Last-Minute Gift Guide
by Lyle. 12/20/2021
Whether you’re looking for one last thing to put under the tree, or something new to spice up family vacation time, you can’t go wrong with these in-stock games.
Oath: Chronicles of Empire and Exile

Oath combines strategy, politics, and storytelling in a delicious board-gaming brew. By the numbers, Oath is an area control game with an emphasis on deal-making and card management. However, once played, it reveals itself as a fantastic storytelling engine, at once political and personal, and capable of developing complex plots that span multiple games. The key to the storytelling is the campaign engine, which sits somewhere adjacent to a game like Risk Legacy. Oath’s legacy mechanics are completely reversible, so don’t worry about marking up the board or tearing up the cards. Instead, it uses the various suits of cards to ascribe a narrative to the many games you’ll play. For instance, if a player wins by heavily utilizing the Hearth suit, then at the end of the game, more unique cards from outside of the game matching that suit will be shuffled into the game. As each suit denotes a specific playstyle, this means that the meta of the game will shift as various players win using different strategies. From a storytelling perspective, this shows the culture of the society you are playing adapting to the dominant perspectives within it. This is far from the only persistent mechanic within the game, as the reigning monarchy will also change hands based on who won the prior game, and the winner will have the opportunity to preserve sections of the map from game to game, potentially building a great military fort to defend, or a prosperous market to profit from. Oath is the kind of game that lives in your head for weeks after you play it and leaves you yearning for one more game in your vast campaign.
MicroMacro: Full House

Have you ever wanted to play Where’s Waldo, but instead of searching for a man in a striped shirt, you’re solving a crime? MicroMacro gives you a gigantic poster full of thousands of tiny details depicting Crime City, a magnifying glass, and a collection of cases, and puts you to work. It’s the kind of game that you can easily play with your family, with your kids (a few of the cases have mature themes but they have warning labels), or with a partner. The rules of the game are pretty simple, you’ll be given a premise, for instance, a dead body staged to look like a suicide. Then, several small puzzles that require you to identify specific parts of the poster which are relevant to the case. As you progress through the individual puzzles, a narrative will start to coalesce, until you complete the final puzzle and solve the case. The cases have plenty of variety, some are easier and can be completed in ten to fifteen minutes, while others are much more complicated and could take thirty minutes to an hour. The shorter ones have simple narratives, for instance, the tutorial mission tasks you with finding a man’s stolen sombrero. However, the harder the case gets, the more complex the plots become, and several are well written and genuinely gripping, despite the silly characters and farcical situations displayed on the cards. Almost everybody will find something to love in MicroMacro, from the well-developed plots to the excitement of finding a clue buried in the countless details of Crime City.
Fiasco Box Set

Fiasco is a wonderfully unique roleplaying game that sees you playing cooperatively with your friends to tell a farcical crime story in a single session. Unlike many other roleplaying games, Fiasco has no Game Master; instead, everyone combines their wits to tell a fun and exciting story together. The new box set edition makes the setup far easier, as the character-creation mechanics are now printed onto cards that each player can deal to themselves or other players at the table. Each player will end up with a relationship with the players to their left and right: they could be romantically entangled, one could be powerfully jealous of the other, or one might even be the other’s boss. In addition, each relationship will also be supplemented by a need, object, or location, to add some more definition to the characters. After character creation, the game is split into two acts, with the first act typically establishing the character dynamics, world, and the thrust of the plot, and the second act paying off the setup of the first act. Each act comprises two scenes per player, where the player the scene focuses on gets to decide whether they would like to establish the scene, creating the setting and opening dilemma, or resolve it, taking an outcome card to determine whether the scene ends well or poorly for their character.

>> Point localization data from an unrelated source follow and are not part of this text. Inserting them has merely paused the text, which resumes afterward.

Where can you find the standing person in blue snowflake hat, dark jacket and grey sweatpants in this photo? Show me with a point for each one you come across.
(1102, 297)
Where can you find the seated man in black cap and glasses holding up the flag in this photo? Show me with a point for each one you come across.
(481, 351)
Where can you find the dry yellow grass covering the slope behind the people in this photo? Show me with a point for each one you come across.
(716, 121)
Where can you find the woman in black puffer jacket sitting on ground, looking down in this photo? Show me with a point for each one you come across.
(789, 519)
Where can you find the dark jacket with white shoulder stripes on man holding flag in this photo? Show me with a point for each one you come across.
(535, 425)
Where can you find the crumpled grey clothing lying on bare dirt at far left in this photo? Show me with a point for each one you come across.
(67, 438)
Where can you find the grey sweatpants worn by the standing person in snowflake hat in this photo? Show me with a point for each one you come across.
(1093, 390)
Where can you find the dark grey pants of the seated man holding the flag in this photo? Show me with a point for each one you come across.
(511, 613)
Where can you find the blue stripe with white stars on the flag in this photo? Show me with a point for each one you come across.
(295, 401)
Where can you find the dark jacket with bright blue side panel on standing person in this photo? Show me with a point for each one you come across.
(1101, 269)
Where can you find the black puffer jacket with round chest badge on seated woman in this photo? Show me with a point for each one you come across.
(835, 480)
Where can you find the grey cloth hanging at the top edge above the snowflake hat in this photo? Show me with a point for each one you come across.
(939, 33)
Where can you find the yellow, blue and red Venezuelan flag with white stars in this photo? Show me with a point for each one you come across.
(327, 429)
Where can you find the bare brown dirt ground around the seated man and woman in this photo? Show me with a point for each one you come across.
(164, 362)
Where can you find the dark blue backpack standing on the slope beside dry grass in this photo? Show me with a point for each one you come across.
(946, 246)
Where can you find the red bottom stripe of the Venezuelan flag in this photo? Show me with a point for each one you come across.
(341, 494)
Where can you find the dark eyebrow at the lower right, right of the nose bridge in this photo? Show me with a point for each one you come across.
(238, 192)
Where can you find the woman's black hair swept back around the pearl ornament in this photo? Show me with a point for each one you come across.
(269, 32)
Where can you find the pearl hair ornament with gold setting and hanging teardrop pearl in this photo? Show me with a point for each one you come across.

In addition, if they choose to establish, the other players will get to decide the resolution of the scene, and if they choose to resolve, they leave the establishment up to the rest of the table. By the time act two begins, each player will have collected two outcome cards, and will flip them, revealing potential twists and turns (referred to by the game as tilts) that the plot could utilize. In the second act, the players will incorporate the tilts into their narratives, until every player has played another two scenes, at which point the players resolve the plot and end the game. If you love playing wacky characters and watching scenes that go terribly wrong, you’ll enjoy creating your own cinematic crime story with your friends in Fiasco.